Gods & Monsters considers that a major influence on Whale’s work was his time as a young soldier in the trenches in WW1. The film uses flashbacks of a handsome young man in a foxhole to provide Whale with awful memories of a boyish lover’s death. But experiences in WWI really did the same for the real life Whale. He was in the thick of some of the most intense battles, before ending up in a POW camp, where he began his directing career by producing amateur theatricals.
There is beauty, perversity & humor in Whale’s horror films. His dark, horrid, witty works portends the movies of directors like Brian De Palma, David Lynch, George A. Romero & Tim Burton.
Whale was an openly gay man in Hollywood in the 1930s, not an easy life. While Gods & Monsters is fiction, his actual last lover was his former chauffeur working a gas station operator who had to share Whale with a male nurse. They were a couple for the last 5 years of Whale’s life.
I have read that the Frankenstein films were a way for Whale to give a coded clue to his sexuality & his feelings of being a misunderstood outsider. Gods & Monsters shows this with an understated intelligence & elegance. Whale’s longtime partner David Lewis stated:
“Jimmy was first & foremost an artist, his films represent the work of an artist, not a gay artist, but an artist.”
Whale probably identified with the monster not just because of his gayness, but also because of his standing as a member of a lower-class in Britain.
Whale directed the play Journey’s End (1928) on London’s West End & then on Broadway. He went to Hollywood to direct the film version & stayed there for the rest of his life, most of that time with Lewis, a successful producer of films including Dark Victory (1939) & Raintree County (1957). They were a couple for 23 years, ending their relationship when Whale invited his young chauffer to live with them. Lewis bought his own cottage nearby & remained close to the director, helping care for him to the end.
Of course, Whale will always most noted for the horror films, along with the Frankenstein flicks there is The Old Dark House (1932) & The Invisible Man (1933), but he became increasingly disenchanted with his association with horror & never returned to the genre.

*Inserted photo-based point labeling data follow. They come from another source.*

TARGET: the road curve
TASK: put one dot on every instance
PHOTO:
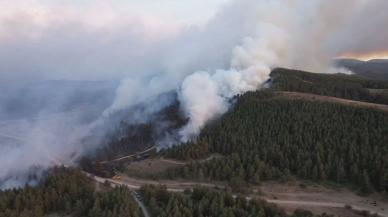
(175, 186)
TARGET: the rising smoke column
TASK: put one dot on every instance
(205, 95)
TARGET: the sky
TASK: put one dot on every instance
(180, 11)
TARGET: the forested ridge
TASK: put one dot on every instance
(203, 202)
(351, 87)
(67, 192)
(265, 136)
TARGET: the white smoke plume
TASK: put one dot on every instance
(207, 64)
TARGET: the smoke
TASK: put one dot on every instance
(207, 65)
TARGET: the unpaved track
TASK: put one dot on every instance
(177, 186)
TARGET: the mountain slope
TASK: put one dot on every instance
(375, 69)
(272, 135)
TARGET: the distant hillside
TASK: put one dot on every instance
(375, 69)
(337, 85)
(54, 97)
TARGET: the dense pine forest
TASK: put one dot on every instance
(67, 192)
(268, 136)
(338, 85)
(203, 202)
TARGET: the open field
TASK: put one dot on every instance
(319, 199)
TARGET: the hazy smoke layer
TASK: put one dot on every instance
(208, 64)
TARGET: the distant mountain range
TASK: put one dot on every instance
(376, 69)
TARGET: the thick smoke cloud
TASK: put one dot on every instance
(207, 65)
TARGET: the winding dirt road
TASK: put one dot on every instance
(180, 186)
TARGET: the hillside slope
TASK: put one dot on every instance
(272, 135)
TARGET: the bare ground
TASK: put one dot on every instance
(319, 199)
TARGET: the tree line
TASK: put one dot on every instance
(267, 137)
(351, 87)
(201, 202)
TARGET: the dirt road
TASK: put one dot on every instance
(325, 200)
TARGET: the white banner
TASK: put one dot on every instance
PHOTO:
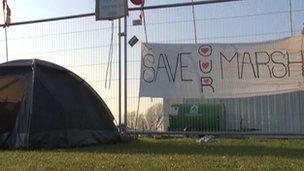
(222, 70)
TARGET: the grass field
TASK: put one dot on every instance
(165, 154)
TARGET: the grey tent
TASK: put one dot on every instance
(43, 105)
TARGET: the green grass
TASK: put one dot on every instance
(165, 154)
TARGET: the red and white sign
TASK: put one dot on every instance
(222, 70)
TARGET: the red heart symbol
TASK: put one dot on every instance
(206, 81)
(205, 65)
(205, 50)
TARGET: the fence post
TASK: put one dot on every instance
(119, 71)
(125, 71)
(290, 18)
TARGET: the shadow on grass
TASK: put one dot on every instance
(165, 148)
(171, 147)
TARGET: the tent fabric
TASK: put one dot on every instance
(53, 108)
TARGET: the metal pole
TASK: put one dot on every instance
(125, 70)
(290, 18)
(6, 44)
(119, 71)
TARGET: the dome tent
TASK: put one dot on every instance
(43, 105)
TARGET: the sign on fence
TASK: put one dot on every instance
(111, 9)
(222, 70)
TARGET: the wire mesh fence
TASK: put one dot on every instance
(82, 45)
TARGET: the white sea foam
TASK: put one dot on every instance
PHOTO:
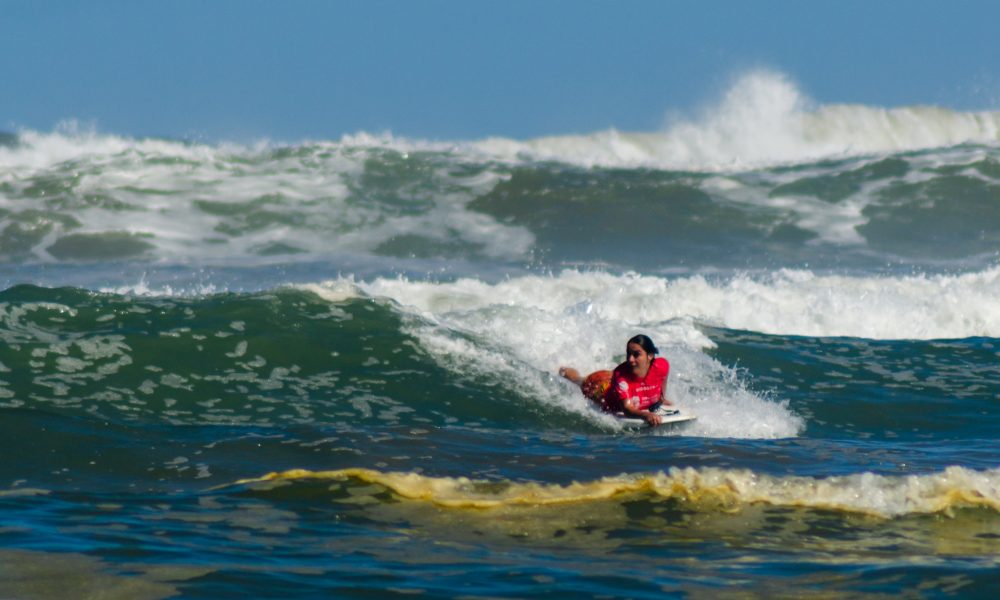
(763, 120)
(526, 328)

Having experienced WW1 close-up, Whale seemed an inspired choice to direct The Road Back (1937), a sequel to All Quiet On The Western, but the film was a critical & commercial failure.
A string of failures followed & by 1941 his film directing career was over. Whale continued to direct for the stage & also returned to his love for painting. He had invested wisely & he lived a comfortable life in Hollywood until he suffered a series of strokes in 1956 that left him frail & in misery.

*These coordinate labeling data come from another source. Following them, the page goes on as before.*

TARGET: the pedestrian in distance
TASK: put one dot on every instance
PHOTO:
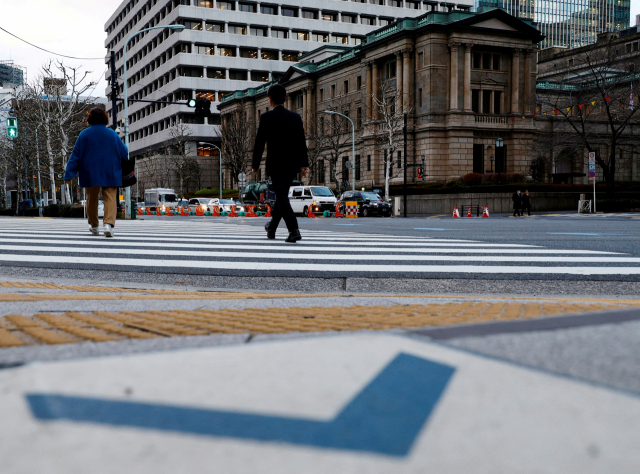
(526, 203)
(517, 203)
(96, 157)
(283, 133)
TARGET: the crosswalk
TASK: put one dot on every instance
(226, 248)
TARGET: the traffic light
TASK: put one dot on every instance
(12, 127)
(202, 106)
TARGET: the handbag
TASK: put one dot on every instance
(128, 172)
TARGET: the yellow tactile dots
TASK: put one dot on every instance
(71, 327)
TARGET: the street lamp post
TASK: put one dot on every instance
(126, 103)
(353, 145)
(220, 153)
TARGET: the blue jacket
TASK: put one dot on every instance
(96, 157)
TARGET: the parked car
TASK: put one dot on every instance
(303, 197)
(369, 204)
(226, 205)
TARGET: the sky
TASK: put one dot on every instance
(74, 28)
(71, 27)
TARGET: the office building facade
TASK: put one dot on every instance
(226, 46)
(568, 23)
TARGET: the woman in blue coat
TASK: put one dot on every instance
(96, 158)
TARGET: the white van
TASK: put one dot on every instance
(302, 197)
(160, 197)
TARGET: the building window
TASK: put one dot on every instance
(289, 56)
(270, 54)
(216, 73)
(283, 34)
(192, 25)
(260, 76)
(237, 75)
(248, 7)
(226, 51)
(320, 37)
(250, 53)
(475, 100)
(237, 29)
(497, 95)
(257, 31)
(205, 49)
(486, 102)
(215, 27)
(309, 14)
(225, 5)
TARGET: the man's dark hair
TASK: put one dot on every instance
(97, 116)
(277, 93)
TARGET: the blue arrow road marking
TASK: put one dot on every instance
(385, 417)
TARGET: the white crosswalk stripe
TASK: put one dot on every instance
(211, 247)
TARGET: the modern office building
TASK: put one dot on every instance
(568, 23)
(226, 46)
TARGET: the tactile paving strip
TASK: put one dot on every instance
(71, 327)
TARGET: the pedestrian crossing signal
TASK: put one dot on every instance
(12, 127)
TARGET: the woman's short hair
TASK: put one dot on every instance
(97, 116)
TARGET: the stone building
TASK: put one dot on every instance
(466, 81)
(575, 88)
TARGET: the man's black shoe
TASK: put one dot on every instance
(293, 237)
(271, 234)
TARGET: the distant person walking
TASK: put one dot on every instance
(96, 158)
(526, 202)
(283, 133)
(517, 203)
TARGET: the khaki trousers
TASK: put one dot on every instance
(109, 196)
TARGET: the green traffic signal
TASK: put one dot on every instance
(12, 127)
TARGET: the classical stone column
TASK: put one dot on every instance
(406, 78)
(467, 77)
(515, 81)
(453, 86)
(527, 81)
(369, 90)
(374, 86)
(399, 82)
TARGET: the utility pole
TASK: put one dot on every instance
(114, 91)
(404, 185)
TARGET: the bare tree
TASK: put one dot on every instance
(237, 141)
(595, 104)
(386, 126)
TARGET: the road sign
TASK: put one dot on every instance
(12, 127)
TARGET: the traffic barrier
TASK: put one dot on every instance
(251, 211)
(351, 209)
(310, 210)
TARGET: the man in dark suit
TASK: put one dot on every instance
(283, 133)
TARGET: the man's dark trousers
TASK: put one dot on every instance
(282, 208)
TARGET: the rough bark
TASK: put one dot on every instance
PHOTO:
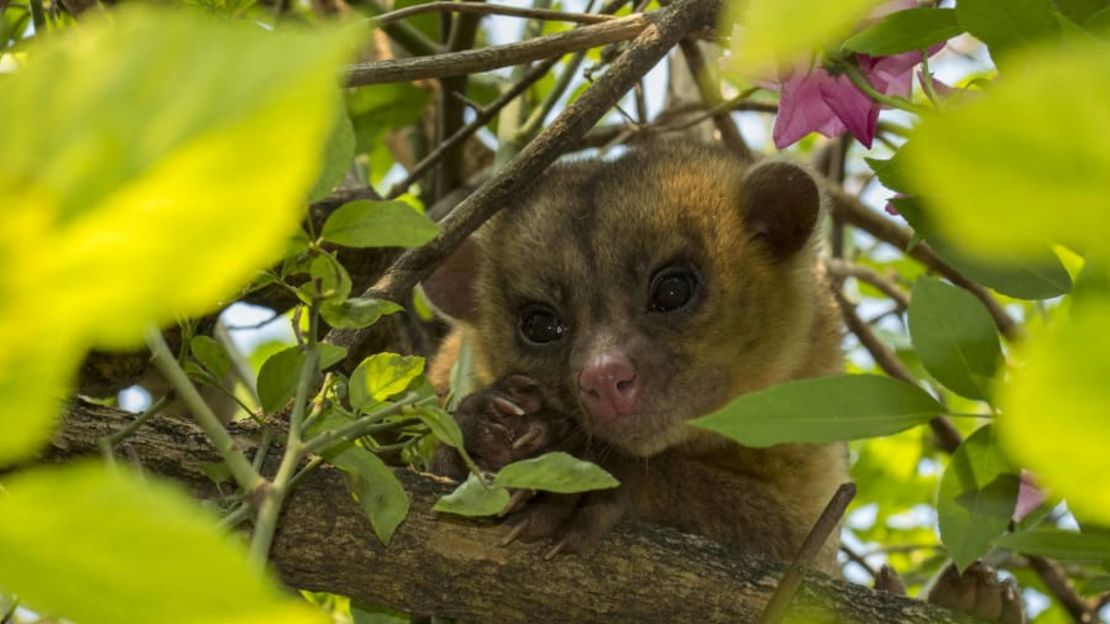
(454, 567)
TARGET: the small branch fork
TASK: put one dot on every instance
(655, 37)
(818, 535)
(494, 57)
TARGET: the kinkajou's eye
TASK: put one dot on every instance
(672, 288)
(540, 324)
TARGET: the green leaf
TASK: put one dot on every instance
(211, 355)
(281, 372)
(773, 31)
(904, 31)
(555, 472)
(375, 110)
(889, 172)
(374, 485)
(1056, 409)
(977, 496)
(955, 336)
(1060, 545)
(1079, 11)
(1005, 26)
(152, 183)
(337, 154)
(379, 223)
(443, 425)
(357, 312)
(382, 375)
(1038, 188)
(333, 278)
(99, 545)
(823, 410)
(1037, 274)
(473, 497)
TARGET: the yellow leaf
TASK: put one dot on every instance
(103, 545)
(161, 159)
(1026, 162)
(1056, 409)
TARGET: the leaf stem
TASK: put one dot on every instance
(860, 81)
(363, 425)
(241, 470)
(270, 507)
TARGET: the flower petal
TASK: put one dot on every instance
(858, 112)
(803, 109)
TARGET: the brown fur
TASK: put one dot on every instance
(586, 241)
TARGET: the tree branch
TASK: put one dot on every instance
(454, 567)
(494, 57)
(709, 90)
(483, 9)
(853, 211)
(946, 435)
(667, 28)
(845, 269)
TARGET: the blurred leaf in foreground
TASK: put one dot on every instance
(90, 559)
(160, 160)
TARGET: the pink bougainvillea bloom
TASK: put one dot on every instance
(813, 100)
(1029, 496)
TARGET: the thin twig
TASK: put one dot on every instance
(710, 94)
(946, 435)
(854, 212)
(362, 426)
(451, 109)
(494, 57)
(668, 27)
(407, 36)
(241, 470)
(465, 132)
(1079, 610)
(825, 525)
(270, 506)
(484, 9)
(845, 269)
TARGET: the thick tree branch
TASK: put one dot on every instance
(666, 29)
(485, 59)
(454, 567)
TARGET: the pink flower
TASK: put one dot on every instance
(1029, 496)
(813, 100)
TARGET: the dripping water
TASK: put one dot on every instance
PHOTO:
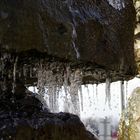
(14, 75)
(107, 91)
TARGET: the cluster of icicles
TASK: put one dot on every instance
(55, 79)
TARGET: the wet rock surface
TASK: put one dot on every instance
(22, 118)
(78, 31)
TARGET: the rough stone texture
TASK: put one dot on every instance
(22, 118)
(78, 31)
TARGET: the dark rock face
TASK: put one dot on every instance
(78, 31)
(22, 118)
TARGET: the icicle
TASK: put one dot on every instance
(74, 87)
(122, 96)
(14, 75)
(126, 93)
(96, 87)
(81, 98)
(108, 94)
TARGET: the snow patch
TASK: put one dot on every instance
(117, 4)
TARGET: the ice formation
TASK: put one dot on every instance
(117, 4)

Despondent, lonely, in intense physical pain, Whale drowned himself in his backyard swimming pool in May 1957. Ironically, Whale never swam in the pool, building it after Lewis had a pool installed at his own home. Whale maintained it as a spot for hosting swimming parties for young guys.
Lewis, close to his own passing in 1987, revealed the details of Whale’s suicide note:
“To All I Love,
Do not grieve for me. My nerves are all shot & for the last year I have been in agony day & night, except when I sleep with sleeping pills, & any peace I have by day is when I am drugged by pills.
I have had a wonderful life but it is over & my nerves get worse & I am afraid they will have to take me away. So please forgive me, all those I love & may God forgive me too, but I cannot bear the agony & it is best for everyone this way.
The future is just old age & illness & pain. Goodbye & thank you for all your love. I must have peace & this is the only way.
Jimmy”
My friend Christopher Bram, the author of the original novel Gods & Monsters, has a terrific chapter about writing book & the making of the film version in his terrific memoir Mapping The Territory (2009). I recommend this highly entertaining, emotionally involving book to anyone that is interested in the process of writing.